Significant plans have been drawn for the development of six mega ports in the country under the Maritime Amrit Kaal Vision 2047, with four ports to have capacity of handling more than 300 MTPA and two (Deendayal and Tuna Tekra Port Cluster and Jawaharlal Nehru – Vadhavan Port) with capacity of 500 MTPA. The sector has also seen significant projects being created – the New Dry Dock at Cochin Shipyard Limited (CSL) – capable of handling largest of carriers, the International Ship Repair Facility also at CSL – India’s first fully -developed pure ship repair facility, VOC Port at Tuticorin announced as the country’s first green hydrogen hub, and the launch of the country’s first green hydrogen fuel cell inland waterway vessel.

The transformation of this industry will be a shot in the arm to India’s ambitions of becoming the factory to the world and doubling merchandise exports to USD 1 Trillion by 2030. The sector is also observing the adoption of sustainable modes such as inland waterways and the country’s first water taxi in Kochi.
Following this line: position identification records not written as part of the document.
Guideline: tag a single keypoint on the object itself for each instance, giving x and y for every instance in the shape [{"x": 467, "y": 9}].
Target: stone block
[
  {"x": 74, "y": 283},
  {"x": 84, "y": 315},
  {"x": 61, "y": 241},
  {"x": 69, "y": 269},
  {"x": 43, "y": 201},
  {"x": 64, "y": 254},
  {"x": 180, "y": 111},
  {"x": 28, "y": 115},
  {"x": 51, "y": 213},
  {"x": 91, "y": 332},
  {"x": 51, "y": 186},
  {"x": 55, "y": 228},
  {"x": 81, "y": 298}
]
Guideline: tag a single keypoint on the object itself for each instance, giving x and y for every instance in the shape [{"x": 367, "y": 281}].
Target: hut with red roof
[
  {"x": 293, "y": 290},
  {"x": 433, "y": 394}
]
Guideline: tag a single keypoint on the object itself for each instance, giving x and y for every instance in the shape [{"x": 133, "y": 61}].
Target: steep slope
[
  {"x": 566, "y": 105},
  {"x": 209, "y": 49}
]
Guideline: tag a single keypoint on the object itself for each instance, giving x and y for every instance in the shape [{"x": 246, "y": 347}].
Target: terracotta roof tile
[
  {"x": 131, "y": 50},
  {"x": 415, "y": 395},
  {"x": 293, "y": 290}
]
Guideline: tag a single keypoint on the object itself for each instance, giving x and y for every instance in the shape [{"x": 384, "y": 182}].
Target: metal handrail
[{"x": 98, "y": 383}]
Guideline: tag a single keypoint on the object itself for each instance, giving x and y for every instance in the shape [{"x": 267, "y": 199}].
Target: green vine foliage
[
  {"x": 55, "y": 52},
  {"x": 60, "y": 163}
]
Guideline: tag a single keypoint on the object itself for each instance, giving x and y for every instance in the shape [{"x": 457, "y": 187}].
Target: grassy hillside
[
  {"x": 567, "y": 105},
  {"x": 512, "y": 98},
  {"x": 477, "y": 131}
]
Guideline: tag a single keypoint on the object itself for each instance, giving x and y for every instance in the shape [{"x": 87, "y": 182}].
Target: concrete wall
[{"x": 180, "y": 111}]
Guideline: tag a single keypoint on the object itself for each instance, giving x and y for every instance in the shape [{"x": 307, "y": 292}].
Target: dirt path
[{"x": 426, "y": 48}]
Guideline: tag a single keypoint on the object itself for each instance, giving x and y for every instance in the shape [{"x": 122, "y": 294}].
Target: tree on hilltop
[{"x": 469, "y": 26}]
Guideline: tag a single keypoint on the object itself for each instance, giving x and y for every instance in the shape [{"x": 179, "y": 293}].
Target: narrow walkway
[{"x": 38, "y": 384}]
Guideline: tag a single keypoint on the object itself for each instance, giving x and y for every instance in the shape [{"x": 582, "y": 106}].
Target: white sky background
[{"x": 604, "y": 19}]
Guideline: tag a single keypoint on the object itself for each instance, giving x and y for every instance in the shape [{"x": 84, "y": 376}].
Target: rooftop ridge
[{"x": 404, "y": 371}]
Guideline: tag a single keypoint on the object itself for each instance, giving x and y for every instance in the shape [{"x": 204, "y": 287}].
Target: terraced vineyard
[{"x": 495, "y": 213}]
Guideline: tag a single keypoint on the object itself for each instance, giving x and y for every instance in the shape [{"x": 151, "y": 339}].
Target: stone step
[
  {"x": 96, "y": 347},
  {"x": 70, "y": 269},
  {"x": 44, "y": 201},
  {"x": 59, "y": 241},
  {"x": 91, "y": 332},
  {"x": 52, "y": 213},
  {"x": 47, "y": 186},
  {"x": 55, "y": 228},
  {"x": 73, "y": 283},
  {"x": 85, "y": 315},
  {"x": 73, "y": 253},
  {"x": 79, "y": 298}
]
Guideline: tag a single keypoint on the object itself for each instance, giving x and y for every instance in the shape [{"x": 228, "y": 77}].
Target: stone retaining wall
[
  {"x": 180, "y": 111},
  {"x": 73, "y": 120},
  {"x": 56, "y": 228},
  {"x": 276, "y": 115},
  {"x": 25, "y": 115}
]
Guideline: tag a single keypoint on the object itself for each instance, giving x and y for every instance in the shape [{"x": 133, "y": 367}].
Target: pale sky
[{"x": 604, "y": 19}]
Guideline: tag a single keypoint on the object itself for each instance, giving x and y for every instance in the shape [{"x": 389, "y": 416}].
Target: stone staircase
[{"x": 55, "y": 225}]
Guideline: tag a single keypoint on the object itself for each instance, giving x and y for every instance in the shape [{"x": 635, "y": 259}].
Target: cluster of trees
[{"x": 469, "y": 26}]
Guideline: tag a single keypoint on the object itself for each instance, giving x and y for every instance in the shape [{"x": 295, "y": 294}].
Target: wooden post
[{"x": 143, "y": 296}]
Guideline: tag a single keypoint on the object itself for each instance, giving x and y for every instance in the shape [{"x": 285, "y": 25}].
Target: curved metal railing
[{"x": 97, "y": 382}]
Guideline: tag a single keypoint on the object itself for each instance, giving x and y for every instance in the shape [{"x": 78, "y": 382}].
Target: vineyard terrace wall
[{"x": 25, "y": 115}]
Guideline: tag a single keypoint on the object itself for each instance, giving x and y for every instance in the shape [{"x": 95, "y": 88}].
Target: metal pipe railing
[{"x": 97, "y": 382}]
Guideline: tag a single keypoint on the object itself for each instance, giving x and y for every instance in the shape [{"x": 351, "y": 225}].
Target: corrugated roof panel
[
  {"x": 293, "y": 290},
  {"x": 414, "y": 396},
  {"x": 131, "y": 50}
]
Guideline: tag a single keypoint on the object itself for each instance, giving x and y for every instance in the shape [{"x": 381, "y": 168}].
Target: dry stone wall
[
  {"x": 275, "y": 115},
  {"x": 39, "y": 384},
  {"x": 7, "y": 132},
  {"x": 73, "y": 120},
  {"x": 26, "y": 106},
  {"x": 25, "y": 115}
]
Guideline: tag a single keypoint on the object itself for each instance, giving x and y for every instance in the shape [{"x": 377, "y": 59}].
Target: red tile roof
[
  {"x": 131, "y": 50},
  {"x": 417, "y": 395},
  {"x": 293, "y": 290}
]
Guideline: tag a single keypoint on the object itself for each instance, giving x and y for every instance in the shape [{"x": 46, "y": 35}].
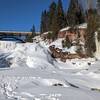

The country’s efforts to improve logistics efficiency have been acknowledged in the 2023 World Bank Logistics Performance Index report, wherein the Logistics Data Bank has been attributed with lowering the dwell time to 2.6 days, contributing to a remarkable reduction of delays. For example: with the introduction of cargo tracking, dwell time in the eastern port of Visakhapatnam fell from 32.4 days in 2015 to 5.3 days in 2019.

It is also pertinent to note that India is undergoing a rapid rate of urbanization (40% of the total population in urban areas by 2030, increasing from 33% in 2020), and the government is creating significant urban physical infrastructure by leveraging technologies, to transform cities into centres of economic growth. In this regard, the Smart Cities Mission has resulted in the adoption of surveillance, sustainable waste and water management solutions, and urban transit systems.

The total length of the metro network in the country is expected to grow ten-fold to 5,000 Km in the next two decades. Taking this to the next level is the Regional Rapid Transit System project expected to stitch the entire National Capital Territory region into one economic centre.

Similarly, technology-based institutional mechanisms have been put in place to address the coordination issues among various departments of the government, to reduce time delays and cost overruns that often impact large infrastructure projects. To this effect, the Project Monitoring Group has played a key role in resolving inter-ministerial issues. In addition, the Honourable Prime Minister launched the ‘PM GatiShakti – National Master Plan for Multi-Modal Connectivity’ aimed at leveraging technology to improve the planning and execution of infrastructure projects, by catalysing integration between government authorities, to provide ‘Gati’ or speed to such developments.

Infrastructure development in India is undergoing a transformation, driven by a clear closely linked nexus to the nation’s progress, and the numerous measures taken by the government to enable future development. This presents a plethora of limitless opportunities to the private sector to be part of India’s growth story.